NPS Among Organizations Benefiting From A Skyrocketing Coinbase Stock

NPS is among the organizations that have benefitted from the growth in the value of Coinbase stock, which has skyrocketed by 170% this year. The stock remains 74% down from its all-time high of $300 in September 2021..

The growth came even as the exchange navigates regulatory turbulence in the US. In June, the US Securities and Exchange Commission (SEC) levied charges against the exchange citing securities law violations since 2019. This was almost two years before its initial public offering (IPO) in April 2021.

The SEC said Coinbase’s staking program featured five stackable crypto assets, that made the staking program an investment contract and, therefore, a security.

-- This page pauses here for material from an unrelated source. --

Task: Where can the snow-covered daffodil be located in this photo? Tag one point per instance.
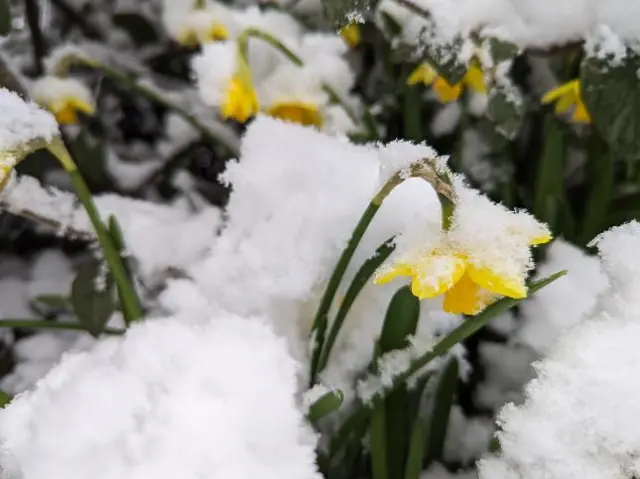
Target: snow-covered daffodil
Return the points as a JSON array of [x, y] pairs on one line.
[[351, 34], [567, 96], [240, 99], [64, 97], [485, 255], [473, 79]]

Coinbase has vehemently refuted the claims, and even disputed the financial regulator’s authority in the cryptocurrency realm. The exchange’s bone of contention was that  the “SEC’s definition of security is too wide.”

The same charges were levied against Binance in July, with both crypto trading platforms accused of selling unregistered securities.

Binance CEO Changpeng Zhao also challenged the SEC, citing regulatory overreach and saying, “If you have to pick a fight with everyone, maybe you are the one at fault.”

As it stands, exchanges are calling out the financial regulator for its reliance on an enforcement-only approach, with Coinbase CLO Paul Grewal saying the SEC does not have clear rules for the digital asset industry, a stance that continues to hurt America’s economic competitiveness.